He shook his head. “No. Blaze it all! When did she become such a fool? Is our nation doomed to perish because of one child’s hot headedness?”

“We will survive, lord Chrysanth.” Deadridge said in answer, his ears folded sadly. “Already many of our people have fled to the surrounding nations, refugees from the war sure to happen here. Even if we fall today, our people will survive.”

Chrysanth nodded, but didn’t seem happy about it. “They will survive. What of our legacy, Deadridge? Will there ever be a people of Rose again, a king in the Rose city, a nation of flowers? I think not.”

“Have a little faith, my friend.” Deadridge patted him on the shoulder as he walked past. “Perhaps there’s even a chance we will win, and all our worries will be for naught.”

“You know as well as I do that’s impossible.” Chrysanth replied, following.

Deadridge said nothing, but smiled and shook his head while descending from the wall into the stream of Rose soldiers and people marching towards the next battle.

“For now, as always, the cycle continues.” in darkness, a warning continued, speaking against the world entire. “Again and again, throughout countless eons and ages, between myriad worlds and countless nations, over and over and over. Human history is one of struggle, defined by battles, shaped by wars, molded about conflicts. Discord, our native tongue; Antagonism, our favorite language. No matter when, no matter where, it is the same. We disparage it, we rage against it, we deny it, yet every time another chance appears we cannot help but perpetuate that cycle.”

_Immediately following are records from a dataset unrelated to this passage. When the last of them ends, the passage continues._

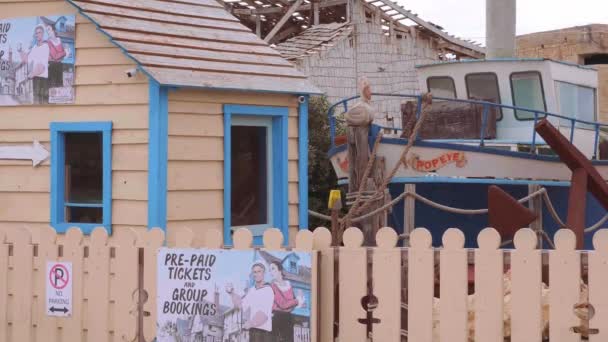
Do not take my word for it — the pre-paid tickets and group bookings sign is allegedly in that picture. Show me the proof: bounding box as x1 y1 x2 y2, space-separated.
157 248 313 342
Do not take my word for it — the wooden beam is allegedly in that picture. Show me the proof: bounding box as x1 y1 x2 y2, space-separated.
264 0 304 43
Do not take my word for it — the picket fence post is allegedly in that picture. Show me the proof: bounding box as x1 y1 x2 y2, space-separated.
474 228 504 342
549 229 581 342
372 227 402 342
511 228 542 342
439 228 468 342
407 228 434 342
338 227 368 342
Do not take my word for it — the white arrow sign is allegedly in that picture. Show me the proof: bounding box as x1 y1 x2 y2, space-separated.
0 140 49 166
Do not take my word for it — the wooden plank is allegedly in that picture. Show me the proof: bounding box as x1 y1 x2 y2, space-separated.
372 227 403 342
338 227 367 342
74 1 251 32
120 42 293 68
168 136 224 161
85 228 110 342
439 228 468 342
87 9 264 45
407 228 434 341
131 53 306 79
169 113 224 137
167 190 224 220
105 28 279 56
0 163 51 193
549 229 581 342
146 67 321 94
167 161 224 191
475 228 504 342
589 229 608 342
112 171 148 201
112 199 148 225
0 104 149 130
112 144 148 171
511 228 542 342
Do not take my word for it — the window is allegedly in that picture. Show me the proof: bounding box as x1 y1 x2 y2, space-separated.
224 105 289 245
426 76 456 99
511 71 547 120
555 81 596 128
465 72 502 120
51 122 112 234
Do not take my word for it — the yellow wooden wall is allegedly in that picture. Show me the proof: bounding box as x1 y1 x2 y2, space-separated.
0 0 148 232
167 89 299 243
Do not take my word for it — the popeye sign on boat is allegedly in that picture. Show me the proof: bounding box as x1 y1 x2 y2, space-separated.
157 248 312 342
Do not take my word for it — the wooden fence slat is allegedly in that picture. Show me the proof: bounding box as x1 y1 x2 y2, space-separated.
338 227 367 342
589 229 608 342
34 227 58 342
439 228 468 342
58 228 84 342
475 228 504 342
110 229 139 341
8 229 34 341
312 227 336 342
0 228 8 341
372 227 402 342
407 228 434 342
549 229 581 342
511 228 542 342
86 228 110 342
137 228 165 342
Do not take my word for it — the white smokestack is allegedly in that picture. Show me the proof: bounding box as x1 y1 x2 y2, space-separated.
486 0 516 59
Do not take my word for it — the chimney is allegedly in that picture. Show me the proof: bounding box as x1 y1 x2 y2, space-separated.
486 0 517 59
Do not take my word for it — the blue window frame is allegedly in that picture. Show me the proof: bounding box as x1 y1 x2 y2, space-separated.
51 122 112 234
224 105 289 245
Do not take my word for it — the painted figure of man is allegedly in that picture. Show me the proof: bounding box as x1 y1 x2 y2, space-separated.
226 261 274 342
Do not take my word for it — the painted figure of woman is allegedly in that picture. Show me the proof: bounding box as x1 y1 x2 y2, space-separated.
270 261 301 342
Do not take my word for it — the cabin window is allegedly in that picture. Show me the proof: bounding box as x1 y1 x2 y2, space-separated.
224 105 289 245
426 76 456 99
51 122 112 234
465 72 502 120
555 81 597 128
511 71 547 120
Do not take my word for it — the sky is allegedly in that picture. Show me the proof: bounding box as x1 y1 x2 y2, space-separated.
397 0 608 45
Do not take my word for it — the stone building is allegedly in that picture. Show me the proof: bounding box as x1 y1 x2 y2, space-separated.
225 0 484 117
517 24 608 122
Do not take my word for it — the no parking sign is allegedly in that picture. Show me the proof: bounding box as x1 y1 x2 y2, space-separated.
46 261 72 317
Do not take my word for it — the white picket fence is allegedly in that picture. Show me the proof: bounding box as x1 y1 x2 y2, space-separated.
0 227 608 342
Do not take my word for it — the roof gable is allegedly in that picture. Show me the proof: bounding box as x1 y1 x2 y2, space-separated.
67 0 321 94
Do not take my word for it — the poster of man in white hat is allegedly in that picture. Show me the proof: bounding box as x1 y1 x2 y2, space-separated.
157 248 312 342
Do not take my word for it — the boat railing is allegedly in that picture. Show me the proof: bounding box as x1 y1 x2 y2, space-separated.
327 93 608 160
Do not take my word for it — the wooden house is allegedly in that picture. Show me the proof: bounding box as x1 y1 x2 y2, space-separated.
0 0 319 245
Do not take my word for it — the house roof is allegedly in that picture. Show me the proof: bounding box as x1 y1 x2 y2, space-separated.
276 23 353 59
67 0 321 94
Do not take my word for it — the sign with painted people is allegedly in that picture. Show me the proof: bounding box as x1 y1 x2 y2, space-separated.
156 248 313 342
0 15 76 106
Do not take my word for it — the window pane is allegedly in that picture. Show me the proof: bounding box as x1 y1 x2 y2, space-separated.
511 72 546 120
427 77 456 99
230 126 269 226
466 74 502 119
65 133 103 204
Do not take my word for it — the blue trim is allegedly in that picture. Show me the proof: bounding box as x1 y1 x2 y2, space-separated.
224 104 289 246
148 80 169 231
50 122 112 234
298 96 309 229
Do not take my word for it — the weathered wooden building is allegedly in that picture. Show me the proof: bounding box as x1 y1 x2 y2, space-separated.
517 24 608 122
224 0 484 116
0 0 319 243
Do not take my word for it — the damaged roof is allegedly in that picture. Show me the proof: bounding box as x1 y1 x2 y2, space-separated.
67 0 321 94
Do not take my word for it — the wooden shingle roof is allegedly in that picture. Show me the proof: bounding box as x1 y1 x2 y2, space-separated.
67 0 321 94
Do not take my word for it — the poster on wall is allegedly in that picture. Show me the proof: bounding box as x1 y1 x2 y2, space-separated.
0 15 75 106
156 248 313 342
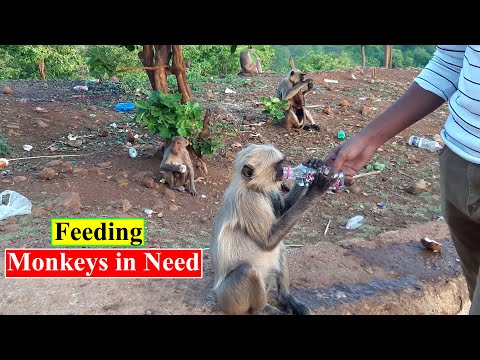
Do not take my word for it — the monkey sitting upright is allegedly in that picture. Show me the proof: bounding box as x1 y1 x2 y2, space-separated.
275 59 320 130
238 49 262 75
160 136 198 196
210 145 334 314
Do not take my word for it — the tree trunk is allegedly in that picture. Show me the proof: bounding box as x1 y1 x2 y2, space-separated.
172 45 192 104
38 59 46 81
138 45 156 91
154 45 172 94
385 45 393 69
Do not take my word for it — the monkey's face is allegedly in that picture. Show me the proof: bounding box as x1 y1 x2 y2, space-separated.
235 145 285 192
290 69 305 84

“Today, a thousand will perish. Tomorrow, a million. Devastating, perhaps; a calamity, to you.” Someone shrugged in that darkness, her voice still soft and even. “Once it would have been a minor incident, a mere blip on the cosmic radar, quickly corrected. Yet no matter which, no matter how many perish on those fields of war, no matter how many lives are consumed to create those numbers, that is all they ever are. Statistics, footnotes, a single line in the record of history. For in order to perpetuate that cycle, to continue being human in the worst possible way, we cannot help but deny to them the right of tragedy, the mourning that comes to that which we cannot accept. After all, we cannot allow them to enter the province of that most terrible of things. It was not for countless deaths or great battlefields it was reserved.”

“But for a single, wilted flower.”

Annabelle conquered city after city, her army striking viciously and without fatigue. As the sun set, she gathered her forces outside the Rose Capital itself, overlooking the ruined palace in which the Black Prince furiously roared to gather his own subordinates, denouncing their incompetence for allowing the army to gather outside his gates.

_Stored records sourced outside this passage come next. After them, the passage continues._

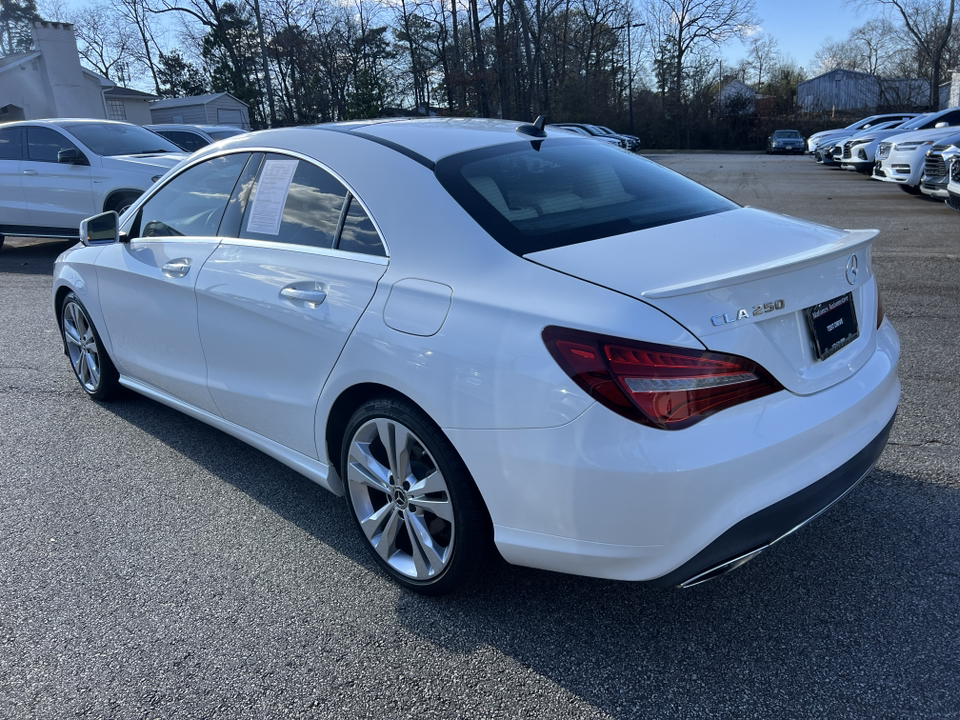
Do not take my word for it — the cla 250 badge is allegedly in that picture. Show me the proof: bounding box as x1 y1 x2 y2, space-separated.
710 300 787 327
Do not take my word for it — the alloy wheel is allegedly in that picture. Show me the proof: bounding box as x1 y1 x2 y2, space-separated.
345 417 457 581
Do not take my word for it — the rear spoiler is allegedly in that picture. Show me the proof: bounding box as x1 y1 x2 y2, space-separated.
641 230 880 300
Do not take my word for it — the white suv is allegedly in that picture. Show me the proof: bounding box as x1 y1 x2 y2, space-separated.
0 119 186 246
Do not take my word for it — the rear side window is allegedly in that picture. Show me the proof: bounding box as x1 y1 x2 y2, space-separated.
435 138 739 255
337 195 387 257
156 130 210 152
0 128 23 160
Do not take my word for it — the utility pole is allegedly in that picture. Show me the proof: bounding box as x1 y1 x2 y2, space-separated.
610 17 646 135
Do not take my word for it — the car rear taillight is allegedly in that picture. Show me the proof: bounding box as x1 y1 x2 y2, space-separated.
543 326 783 430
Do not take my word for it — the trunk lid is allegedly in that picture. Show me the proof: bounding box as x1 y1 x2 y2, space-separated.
525 208 877 394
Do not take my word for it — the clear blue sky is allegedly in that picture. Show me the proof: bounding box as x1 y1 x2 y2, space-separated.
744 0 874 72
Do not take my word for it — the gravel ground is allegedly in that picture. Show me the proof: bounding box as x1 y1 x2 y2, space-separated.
0 154 960 720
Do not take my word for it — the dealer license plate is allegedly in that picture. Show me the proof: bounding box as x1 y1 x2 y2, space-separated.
803 293 860 360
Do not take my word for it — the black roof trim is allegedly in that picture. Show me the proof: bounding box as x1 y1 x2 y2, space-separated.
314 125 436 172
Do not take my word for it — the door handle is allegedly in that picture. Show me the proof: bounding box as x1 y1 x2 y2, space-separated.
162 258 190 277
280 285 327 307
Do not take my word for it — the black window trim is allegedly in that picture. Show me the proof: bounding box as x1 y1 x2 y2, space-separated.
0 125 27 162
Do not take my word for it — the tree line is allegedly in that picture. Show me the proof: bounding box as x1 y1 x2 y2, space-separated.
0 0 960 147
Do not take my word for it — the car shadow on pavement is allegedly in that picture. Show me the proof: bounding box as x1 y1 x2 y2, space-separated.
0 237 77 275
397 470 960 719
102 394 960 719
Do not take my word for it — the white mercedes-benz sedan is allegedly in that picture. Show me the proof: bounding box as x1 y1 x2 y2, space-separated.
53 119 900 594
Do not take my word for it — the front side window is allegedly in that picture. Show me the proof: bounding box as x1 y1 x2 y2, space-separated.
63 123 183 156
0 128 23 160
435 138 739 255
240 153 347 248
139 153 250 238
27 127 80 162
107 100 127 121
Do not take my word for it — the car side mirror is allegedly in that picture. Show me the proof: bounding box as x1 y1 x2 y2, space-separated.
80 210 120 247
57 148 89 165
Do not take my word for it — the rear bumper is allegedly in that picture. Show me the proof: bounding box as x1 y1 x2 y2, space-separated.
650 408 895 587
444 321 900 585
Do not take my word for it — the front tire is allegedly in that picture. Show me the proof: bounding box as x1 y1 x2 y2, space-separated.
340 398 492 595
60 293 120 400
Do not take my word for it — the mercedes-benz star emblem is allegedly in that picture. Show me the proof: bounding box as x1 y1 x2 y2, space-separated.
847 254 860 285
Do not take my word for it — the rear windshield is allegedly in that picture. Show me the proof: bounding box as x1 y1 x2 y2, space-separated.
435 138 739 255
207 130 243 140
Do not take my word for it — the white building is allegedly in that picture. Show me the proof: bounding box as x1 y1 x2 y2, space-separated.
0 20 114 122
150 93 250 130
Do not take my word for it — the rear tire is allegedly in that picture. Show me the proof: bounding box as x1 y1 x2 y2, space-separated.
60 293 120 400
340 398 493 595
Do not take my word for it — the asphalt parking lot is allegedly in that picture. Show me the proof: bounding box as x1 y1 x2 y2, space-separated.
0 154 960 720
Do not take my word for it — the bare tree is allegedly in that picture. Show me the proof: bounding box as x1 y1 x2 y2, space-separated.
848 0 956 109
646 0 759 112
813 17 904 76
747 33 780 92
73 3 130 80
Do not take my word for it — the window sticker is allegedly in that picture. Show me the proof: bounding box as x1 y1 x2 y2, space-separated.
247 160 300 235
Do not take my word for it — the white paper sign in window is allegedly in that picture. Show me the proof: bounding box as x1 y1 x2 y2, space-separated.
247 160 300 235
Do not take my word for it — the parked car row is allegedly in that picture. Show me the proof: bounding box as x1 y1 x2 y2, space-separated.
807 107 960 211
0 119 245 247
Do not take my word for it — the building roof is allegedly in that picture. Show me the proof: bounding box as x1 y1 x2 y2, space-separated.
150 93 249 108
103 85 159 100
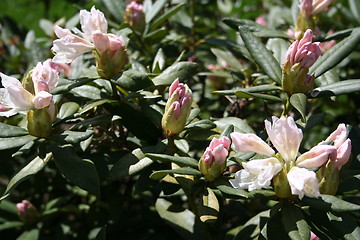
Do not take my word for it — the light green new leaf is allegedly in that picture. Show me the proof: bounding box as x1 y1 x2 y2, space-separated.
309 79 360 98
290 93 307 121
153 62 198 86
281 204 310 240
309 28 360 78
0 153 52 201
239 27 282 83
145 153 198 168
150 167 202 180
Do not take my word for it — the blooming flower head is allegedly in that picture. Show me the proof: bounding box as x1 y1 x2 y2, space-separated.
161 79 192 136
230 116 344 199
0 60 59 117
199 136 231 181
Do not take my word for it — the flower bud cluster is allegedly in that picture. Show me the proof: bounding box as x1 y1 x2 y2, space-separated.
230 117 351 199
161 79 192 136
282 29 321 95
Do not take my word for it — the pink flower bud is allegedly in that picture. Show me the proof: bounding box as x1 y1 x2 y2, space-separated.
16 200 39 224
230 132 275 156
296 145 336 168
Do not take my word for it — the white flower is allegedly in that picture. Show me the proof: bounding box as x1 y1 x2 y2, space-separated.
230 157 282 191
265 116 303 162
287 167 320 199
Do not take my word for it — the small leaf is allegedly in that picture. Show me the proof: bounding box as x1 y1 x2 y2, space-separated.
309 79 360 98
290 93 307 121
309 28 360 78
145 153 198 168
116 69 154 92
0 153 52 201
57 102 80 119
303 194 360 213
153 62 198 86
0 135 36 150
239 27 282 83
281 204 310 240
0 122 29 138
51 144 100 194
150 167 202 180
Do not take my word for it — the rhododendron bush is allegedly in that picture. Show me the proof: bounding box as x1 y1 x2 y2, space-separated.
0 0 360 240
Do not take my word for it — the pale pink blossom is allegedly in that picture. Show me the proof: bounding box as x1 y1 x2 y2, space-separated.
265 116 303 162
230 132 275 156
229 157 282 191
202 137 231 168
287 167 320 200
296 145 337 168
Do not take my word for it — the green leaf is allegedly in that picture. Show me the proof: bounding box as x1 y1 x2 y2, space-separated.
155 198 205 240
51 144 100 194
198 188 220 223
211 48 244 71
185 119 216 129
281 204 310 240
309 28 360 78
150 167 202 180
290 93 307 121
149 3 185 32
153 62 198 86
215 117 255 133
235 90 283 102
239 27 282 83
214 84 281 95
0 122 29 138
116 69 154 92
303 194 360 213
309 79 360 98
109 148 154 180
223 18 290 39
57 102 80 119
145 153 198 168
0 153 52 201
102 0 125 22
0 135 37 150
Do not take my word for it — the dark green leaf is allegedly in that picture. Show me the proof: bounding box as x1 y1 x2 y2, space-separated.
51 144 100 194
309 28 360 78
153 62 198 86
150 167 202 180
146 153 198 168
116 69 154 91
0 122 28 138
303 194 360 212
0 135 36 150
239 27 282 83
290 93 307 121
0 153 52 200
309 79 360 98
281 204 310 240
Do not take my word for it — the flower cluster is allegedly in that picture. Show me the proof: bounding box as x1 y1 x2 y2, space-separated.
230 117 351 199
52 7 128 78
282 29 321 94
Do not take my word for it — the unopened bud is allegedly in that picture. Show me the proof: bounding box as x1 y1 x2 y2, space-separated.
16 200 39 224
124 1 145 33
161 79 192 136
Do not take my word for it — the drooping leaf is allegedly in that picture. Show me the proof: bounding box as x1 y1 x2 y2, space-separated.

Unlike him, Annabelle took a different tact with her own disgraced followers. Deadridge and Chrysanth were spared any trace of rage or punishment, but also so completely ignored by the ascendent queen wielding the luminous sword of victory that they couldn’t anger her if they tried. Falling back into the main force of the militia army, they worked with subordinates to organize supplies and soldiers into more effective troops, devoting themselves wholeheartedly to a minimal chance of victory without a trace of note or favor from the Queen for whom they struggled.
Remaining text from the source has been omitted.